In connection with the transaction described in this announcement, the Managers and any of their affiliates, acting as investors for their own accounts, may subscribe for or purchase securities and in that capacity may retain, purchase, sell, offer to sell or otherwise deal for their own accounts in such securities of the Company or related investments in connection with the transactions described in this announcement or otherwise. Accordingly, references in any subscription materials to the securities being issued, offered, subscribed, acquired, placed or otherwise dealt in should be read as including any issue or offer to, or subscription, acquisition, placing or dealing by, the Managers and any of their affiliates acting as investors for their own accounts. The Managers do not intend to disclose the extent of any such investment or transactions otherwise than in accordance with any legal or regulatory obligations to do so.

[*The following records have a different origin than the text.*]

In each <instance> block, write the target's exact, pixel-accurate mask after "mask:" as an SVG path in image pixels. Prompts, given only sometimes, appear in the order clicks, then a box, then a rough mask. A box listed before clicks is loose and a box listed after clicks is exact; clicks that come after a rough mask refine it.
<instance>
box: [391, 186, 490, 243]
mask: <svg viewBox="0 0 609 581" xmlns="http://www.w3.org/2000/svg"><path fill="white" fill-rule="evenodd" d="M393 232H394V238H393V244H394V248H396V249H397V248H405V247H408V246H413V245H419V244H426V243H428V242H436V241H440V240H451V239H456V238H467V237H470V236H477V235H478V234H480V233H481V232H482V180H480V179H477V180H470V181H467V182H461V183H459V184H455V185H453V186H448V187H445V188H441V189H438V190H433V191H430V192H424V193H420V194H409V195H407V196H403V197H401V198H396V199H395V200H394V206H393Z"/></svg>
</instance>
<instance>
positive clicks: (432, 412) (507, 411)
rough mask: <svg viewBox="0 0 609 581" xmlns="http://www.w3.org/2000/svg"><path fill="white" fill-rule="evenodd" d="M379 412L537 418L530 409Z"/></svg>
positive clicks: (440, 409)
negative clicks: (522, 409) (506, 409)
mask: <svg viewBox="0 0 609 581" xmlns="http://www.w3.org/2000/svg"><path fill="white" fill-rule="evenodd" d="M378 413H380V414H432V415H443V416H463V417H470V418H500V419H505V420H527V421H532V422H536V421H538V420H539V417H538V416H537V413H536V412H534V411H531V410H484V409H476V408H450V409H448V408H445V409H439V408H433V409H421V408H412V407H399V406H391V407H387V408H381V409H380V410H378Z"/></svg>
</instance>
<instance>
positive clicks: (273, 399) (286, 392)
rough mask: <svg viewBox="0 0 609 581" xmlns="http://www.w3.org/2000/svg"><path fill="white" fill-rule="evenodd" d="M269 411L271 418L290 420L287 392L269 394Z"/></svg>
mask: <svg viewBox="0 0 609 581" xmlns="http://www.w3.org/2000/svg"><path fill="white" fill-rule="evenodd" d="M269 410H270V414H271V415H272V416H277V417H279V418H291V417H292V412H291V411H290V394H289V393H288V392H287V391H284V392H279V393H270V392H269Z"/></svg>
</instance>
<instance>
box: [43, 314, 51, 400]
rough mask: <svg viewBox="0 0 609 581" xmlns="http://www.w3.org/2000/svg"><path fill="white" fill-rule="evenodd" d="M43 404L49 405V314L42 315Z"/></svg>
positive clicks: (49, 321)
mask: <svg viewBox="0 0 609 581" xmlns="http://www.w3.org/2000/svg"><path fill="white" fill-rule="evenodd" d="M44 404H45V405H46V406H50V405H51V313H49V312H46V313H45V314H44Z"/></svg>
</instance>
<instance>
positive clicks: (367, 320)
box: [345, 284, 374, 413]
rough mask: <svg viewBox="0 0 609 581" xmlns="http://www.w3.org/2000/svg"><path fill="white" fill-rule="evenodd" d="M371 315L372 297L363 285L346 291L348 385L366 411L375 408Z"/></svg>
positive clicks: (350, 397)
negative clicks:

Matters discussed in this announcement may constitute forward-looking statements. Forward-looking statements are statements that are not historical facts and may be identified by words such as “believe”, “aim”, “expect”, “anticipate”, “intend”, “estimate”, “will”, “may”, “continue”, “should” and similar expressions. The forward-looking statements in this release are based upon various assumptions, many of which are based, in turn, upon further assumptions. These assumptions are inherently subject to significant known and unknown risks, uncertainties, contingencies, and other important factors which are difficult or impossible to predict and are beyond its control. Such risks, uncertainties, contingencies, and other important factors could cause actual events to differ materially from the expectations expressed or implied in this release by such forward-looking statements. Forward-looking statements speak only as of the date they are made and cannot be relied upon as a guide to future performance. The Company, the Managers and their respective affiliates expressly disclaim any obligation or undertaking to update, review or revise any forward-looking statement contained in this announcement whether as a result of new information, future developments or otherwise. The information, opinions and forward-looking statements contained in this announcement speak only as at its date and are subject to change without notice.
This information is considered to be inside information pursuant to the EU Market Abuse Regulation (MAR) and is subject to the disclosure requirements pursuant to MAR article 17 and Section 5-12 the Norwegian Securities Trading Act. This stock exchange announcement was published by Richard Tyrrell, Chief Executive at Cool Company Ltd. on 2 November 2022 at 16.30 (CET).